4.4 Ten aanzien van klachtonderdeel b overweegt de voorzitter dat op een gerechtsdeurwaarder geen wettelijke verplichting rust om stukken aangetekend te verzenden. De klacht stuit hierop af.

4.5 Ten aanzien van klachtonderdeel c en d erkent de gerechtsdeurwaarder dat hij niet heeft gereageerd op de brieven van klager van 30 december 2015 en 11 april 2016. De gerechtsdeurwaarder stelt zich in zijn verweerschrift (als ook ter zitting) op het standpunt dat hij reeds meermalen op de standpunten van klager heeft gereageerd en dat hij om die reden geen aanleiding heeft gezien om nogmaals op brieven van klager te reageren. De gerechtsdeurwaarder heeft echter over het hoofd gezien dat klager in de brief van 30 december 2015 een beroep heeft gedaan op de interne klachtenprocedure, welke brief klager bij brief van 11 april 2016 in herinnering heeft gebracht.
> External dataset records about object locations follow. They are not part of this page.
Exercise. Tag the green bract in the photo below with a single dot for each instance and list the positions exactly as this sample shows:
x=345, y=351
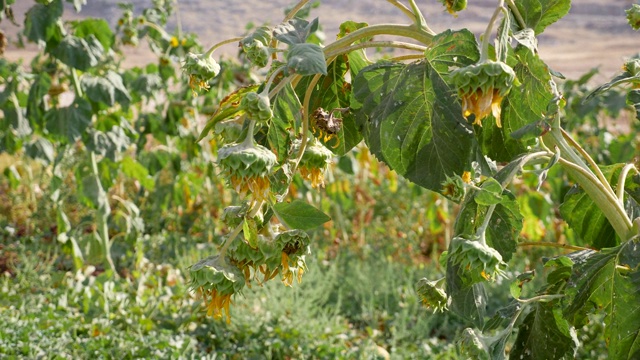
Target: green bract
x=477, y=261
x=247, y=167
x=214, y=274
x=633, y=16
x=431, y=294
x=257, y=53
x=257, y=106
x=314, y=161
x=293, y=242
x=482, y=87
x=233, y=216
x=200, y=68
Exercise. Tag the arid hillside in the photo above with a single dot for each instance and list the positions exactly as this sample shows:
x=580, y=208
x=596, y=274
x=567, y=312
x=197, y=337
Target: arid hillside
x=594, y=34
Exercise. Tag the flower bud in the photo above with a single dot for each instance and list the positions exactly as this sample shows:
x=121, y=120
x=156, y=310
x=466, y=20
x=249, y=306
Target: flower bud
x=633, y=16
x=431, y=295
x=478, y=262
x=200, y=68
x=454, y=6
x=257, y=106
x=247, y=168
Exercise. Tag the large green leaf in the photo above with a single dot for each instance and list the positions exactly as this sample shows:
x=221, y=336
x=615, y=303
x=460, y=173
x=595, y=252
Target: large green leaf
x=538, y=14
x=525, y=104
x=332, y=92
x=306, y=59
x=300, y=215
x=295, y=31
x=107, y=89
x=79, y=53
x=36, y=104
x=69, y=123
x=97, y=27
x=609, y=281
x=544, y=334
x=41, y=23
x=409, y=121
x=286, y=113
x=229, y=107
x=408, y=117
x=110, y=144
x=453, y=49
x=41, y=149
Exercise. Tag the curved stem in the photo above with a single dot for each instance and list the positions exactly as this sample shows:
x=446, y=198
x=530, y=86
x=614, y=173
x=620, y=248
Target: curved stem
x=403, y=8
x=370, y=44
x=485, y=223
x=419, y=19
x=557, y=245
x=305, y=120
x=407, y=58
x=541, y=298
x=295, y=10
x=209, y=52
x=622, y=179
x=516, y=12
x=589, y=159
x=408, y=31
x=605, y=199
x=223, y=250
x=157, y=28
x=484, y=52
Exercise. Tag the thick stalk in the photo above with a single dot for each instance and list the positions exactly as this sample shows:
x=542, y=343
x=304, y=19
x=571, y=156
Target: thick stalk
x=484, y=51
x=605, y=200
x=408, y=31
x=550, y=244
x=102, y=218
x=223, y=250
x=622, y=179
x=370, y=44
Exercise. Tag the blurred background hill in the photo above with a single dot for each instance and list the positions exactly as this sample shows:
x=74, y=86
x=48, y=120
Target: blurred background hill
x=595, y=32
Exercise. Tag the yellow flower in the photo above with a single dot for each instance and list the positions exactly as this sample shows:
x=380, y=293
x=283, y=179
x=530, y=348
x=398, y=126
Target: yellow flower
x=481, y=87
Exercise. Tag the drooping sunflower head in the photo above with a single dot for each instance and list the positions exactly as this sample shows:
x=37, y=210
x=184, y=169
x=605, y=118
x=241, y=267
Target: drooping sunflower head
x=257, y=106
x=482, y=87
x=294, y=244
x=477, y=261
x=247, y=168
x=472, y=345
x=453, y=6
x=200, y=68
x=314, y=161
x=431, y=295
x=216, y=281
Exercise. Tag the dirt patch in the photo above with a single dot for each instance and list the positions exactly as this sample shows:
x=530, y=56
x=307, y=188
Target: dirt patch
x=593, y=34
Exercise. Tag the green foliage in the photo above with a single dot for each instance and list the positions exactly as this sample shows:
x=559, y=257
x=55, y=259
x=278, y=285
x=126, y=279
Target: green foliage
x=110, y=168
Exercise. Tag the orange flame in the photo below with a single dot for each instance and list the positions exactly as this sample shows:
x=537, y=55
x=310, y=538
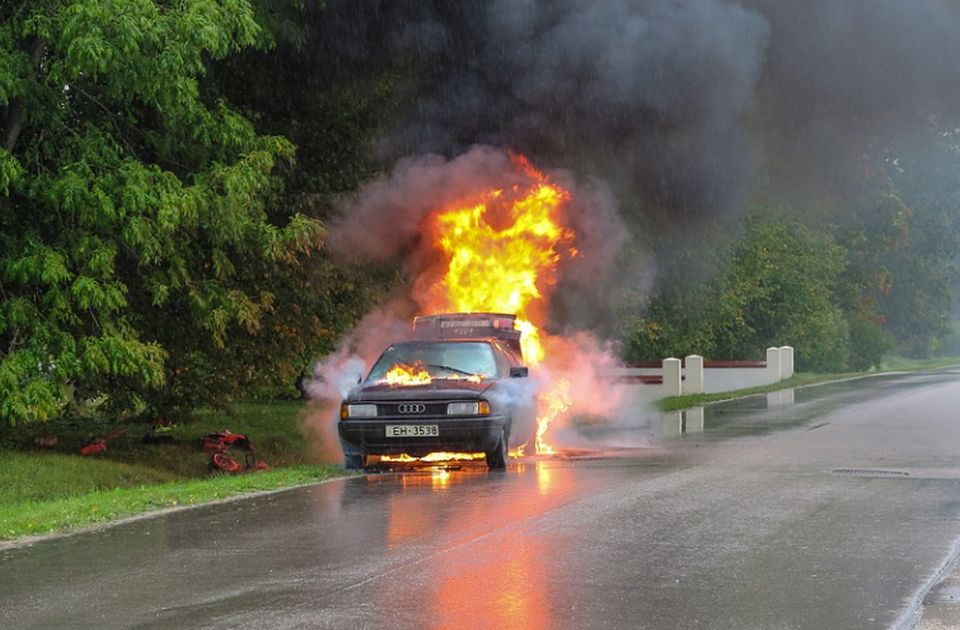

4.6 Van een gerechtsdeurwaarder mag worden verwacht dat hij brieven met betrekking tot een bij hem in behandeling zijnde en/of geweest zijnde incasso of executie binnen een redelijke termijn beantwoordt. Nu beantwoording van de brieven in zijn geheel is uitgebleven – wat de inhoud van deze brieven ook zou mogen zijn – is klachtonderdeel c van de klacht terecht voorgesteld.

4.7 De Kamer zal gelet op het hiervoor overwogene klachtonderdeel c gegrond verklaren. De Kamer is op grond van het vorenstaande van oordeel dat oplegging van na te melden tuchtrechtelijke maatregel in dit geval passend en geboden is.

BESLISSING

De Kamer voor Gerechtsdeurwaarders:

-        verklaart klachtonderdeel c gegrond;

-        verklaart de overige klachtonderdelen ongegrond;

-        legt de gerechtsdeurwaarder voor het gegronde deel de maatregel van berisping op.

Aldus gegeven door mr. M. Nijenhuis, plaatsvervangend-voorzitter, en mr. L. van Berkum en M.W. de Ruijter, leden en uitgesproken ter openbare terechtzitting van 23 januari 2018, in tegenwoordigheid van de secretaris.

Tegen deze beslissing kan binnen dertig dagen na dagtekening van verzending van het afschrift van de beslissing, hoger beroep worden ingesteld bij het gerechtshof Amsterdam, Postbus 1312, 1000 BH Amsterdam.